Rosen Probe and STRC Stock Crash Pressure MicroStrategy’s Bitcoin Funding Model
MSTR•Rosen Law Firm has launched an investigation into MicroStrategy, examining potentially misleading statements about its Bitcoin treasury strategy, profitability and aggressive accumulation model. Preferred share STRC plunged to a record low near $75, while CryptoQuant warns the company should pause new Bitcoin buys and rebuild a USD cash buffer.
1. Law Firm Investigation
Rosen Law Firm initiated a probe into potential misstatements by MicroStrategy and its executives relating to the company’s operations, profitability, Bitcoin treasury strategy and risks tied to its aggressive accumulation approach.

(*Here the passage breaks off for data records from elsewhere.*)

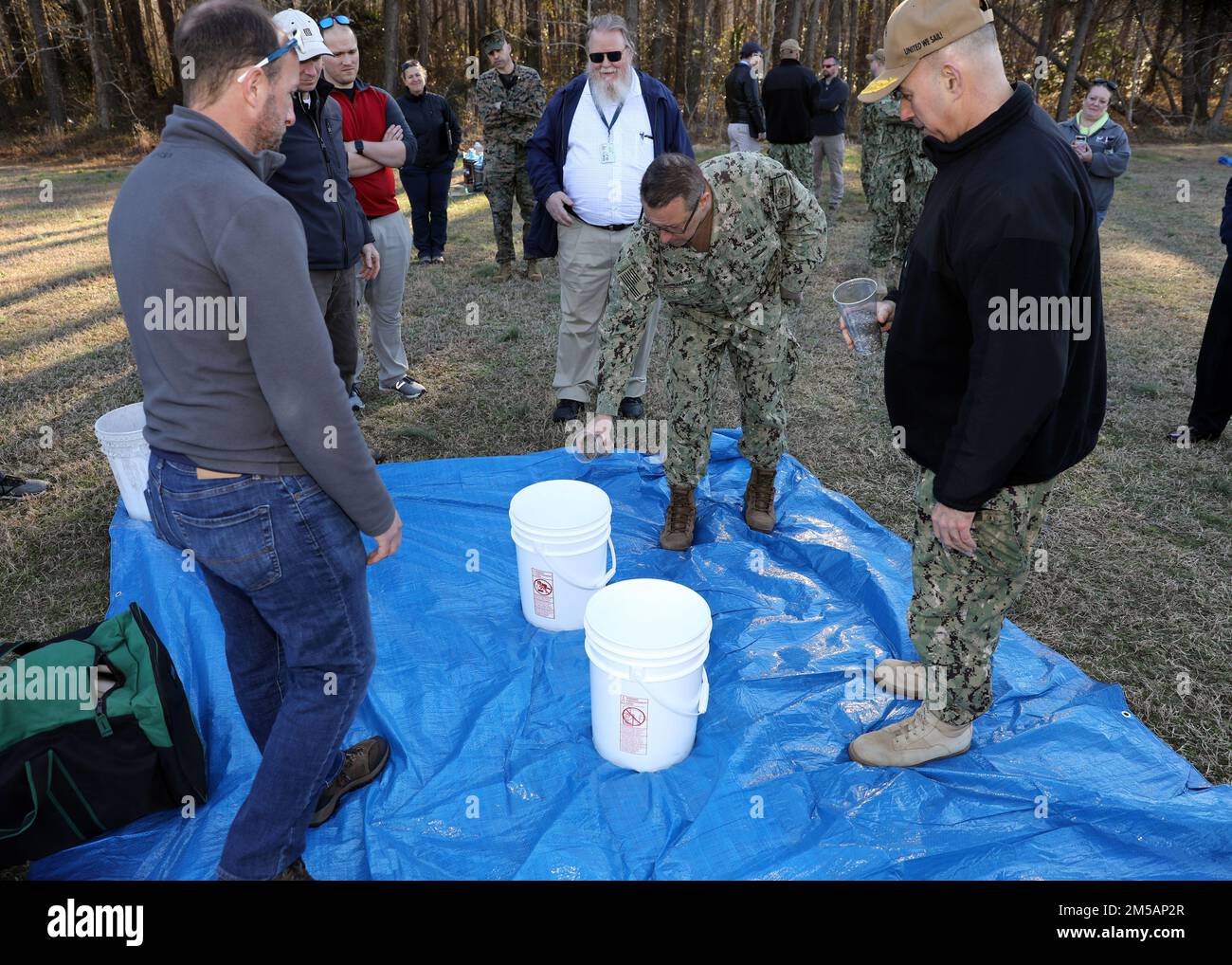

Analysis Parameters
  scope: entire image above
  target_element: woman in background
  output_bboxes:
[398,61,462,265]
[1059,78,1130,228]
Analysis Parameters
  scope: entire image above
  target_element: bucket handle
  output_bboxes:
[531,537,616,591]
[637,666,710,718]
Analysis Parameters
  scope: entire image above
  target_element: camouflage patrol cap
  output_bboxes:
[480,29,508,54]
[858,0,993,103]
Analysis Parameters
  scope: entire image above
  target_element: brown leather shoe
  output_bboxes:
[660,485,698,550]
[308,737,390,828]
[744,465,775,533]
[271,858,317,882]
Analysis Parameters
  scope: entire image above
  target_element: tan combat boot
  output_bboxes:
[847,706,970,768]
[872,661,924,700]
[744,465,775,533]
[660,485,698,550]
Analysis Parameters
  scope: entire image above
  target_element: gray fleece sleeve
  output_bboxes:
[214,194,394,537]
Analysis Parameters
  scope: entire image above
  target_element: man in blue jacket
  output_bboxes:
[268,9,381,410]
[526,15,694,423]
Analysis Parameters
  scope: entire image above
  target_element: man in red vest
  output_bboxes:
[317,17,426,404]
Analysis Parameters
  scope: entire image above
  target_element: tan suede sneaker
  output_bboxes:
[660,485,698,550]
[847,706,970,768]
[872,661,924,700]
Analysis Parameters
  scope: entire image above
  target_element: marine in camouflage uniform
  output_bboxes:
[907,469,1056,727]
[476,31,547,271]
[860,91,936,267]
[596,144,826,549]
[767,140,813,191]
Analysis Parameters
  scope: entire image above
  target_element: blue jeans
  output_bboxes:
[145,453,376,880]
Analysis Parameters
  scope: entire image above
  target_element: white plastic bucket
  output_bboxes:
[586,579,711,771]
[509,480,616,629]
[94,402,151,522]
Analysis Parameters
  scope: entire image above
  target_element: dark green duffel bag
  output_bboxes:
[0,603,207,867]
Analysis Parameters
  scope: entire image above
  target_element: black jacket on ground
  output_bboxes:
[268,90,372,271]
[398,90,462,169]
[813,78,851,137]
[886,83,1106,512]
[723,61,767,137]
[761,61,817,144]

The investigation covers multiple securities including MSTR and STRC, inviting affected investors to join a possible class action.
2. Preferred Stock Plunge
MicroStrategy’s perpetual preferred stock STRC tumbled to around $75, marking a record low and a 25% drop from par value. Analysts highlight that dividend payments remain discretionary and annual obligations could reach approximately $1.2 billion, raising sustainability concerns during market volatility.
3. Funding Model Strains
CryptoQuant advised MicroStrategy to halt new Bitcoin acquisitions and rebuild its U.S. dollar cash reserves after observing weakening coverage of dividend commitments. The recommendation underscores the reliance on equity and preferred-share issuance to fund Bitcoin purchases and growing pressure as capital markets tighten.
4. Sector Bubble Risk
Market observers describe Bitcoin treasury companies as exhibiting textbook bubble behavior, with MicroStrategy responsible for over 80% of the sector’s holdings. MSTR’s valuation has shifted to a discount relative to NAV as Bitcoin’s slump below recent highs challenges the leveraged strategy.